Mittwoch 19.09. 21:35 Molotow

Freitag 21.09. 21:30h Molotow

Wargirl

Die US-Band Wargirl ist seit ein echtes Kollektiv unterschiedlichster Persönlichkeiten. Drei Männer und drei Frauen machen Indiepop, Rock und Funk mit Einflüssen von Afrobeat und Psychedelia. Im Mittelpunkt stehen Produzent Matt Wignall, der in seinem Studio in LA schon Platten für die Cold War Kids und andere betreut hat und Sängerin Samantha Parks, deren Vater schon in den 70ern mit der Funkband Bull & The Matadors erfolgreich war. Die erste EP „Arbolita“ erschien im letzten Jahr und wurde vom Hamburger Label Clouds Hill auch als Vinyl herausgebracht. Folgerichtig erscheint bei den Hamburgern auch am 26. Oktober das Debütalbum der Band.
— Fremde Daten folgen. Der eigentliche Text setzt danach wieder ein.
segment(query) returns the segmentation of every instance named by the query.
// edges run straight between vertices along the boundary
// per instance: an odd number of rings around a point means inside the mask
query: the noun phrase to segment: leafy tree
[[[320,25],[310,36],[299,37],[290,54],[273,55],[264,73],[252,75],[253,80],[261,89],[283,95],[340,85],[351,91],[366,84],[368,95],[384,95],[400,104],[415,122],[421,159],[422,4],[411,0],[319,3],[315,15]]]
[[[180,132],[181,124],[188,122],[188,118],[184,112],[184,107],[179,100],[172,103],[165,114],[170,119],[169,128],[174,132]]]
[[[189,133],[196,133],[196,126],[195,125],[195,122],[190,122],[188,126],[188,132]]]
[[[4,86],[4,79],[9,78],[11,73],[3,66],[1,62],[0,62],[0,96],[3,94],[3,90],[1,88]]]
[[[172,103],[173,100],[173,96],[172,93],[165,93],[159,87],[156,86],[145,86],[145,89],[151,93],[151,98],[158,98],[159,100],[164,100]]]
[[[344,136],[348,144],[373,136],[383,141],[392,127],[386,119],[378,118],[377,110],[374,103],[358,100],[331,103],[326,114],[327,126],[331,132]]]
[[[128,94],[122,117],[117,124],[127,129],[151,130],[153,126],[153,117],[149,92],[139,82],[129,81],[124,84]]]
Freitag 21.09. 15:55h Bahnhof Pauli

Samstag 22.09. 14:45h Spielbude

Bonustipp:

Flut

Auch in diesem Jahr gibt es wieder einen Bonustipp und auch in diesem Jahr kommt er wieder aus Österreich. Wem Wanda zu schunkelig und Bilderbuch zu nervös ist, dem kann mit Flut eventuell geholfen werden. Irgendwo zwischen Wave-Pop, Falco, Kottan ermittelt, NDW und A Flock Of Seagulls schmieden sich die fünf ihr eigenes poppig-melodisches Retrosynthie-Paradies, das klingt als wäre das Radio beim Mittelmeerurlaub 1983 einfach für immer angeblieben. Das Album „Global“ erscheint am 5. Oktober auf Problembär Records.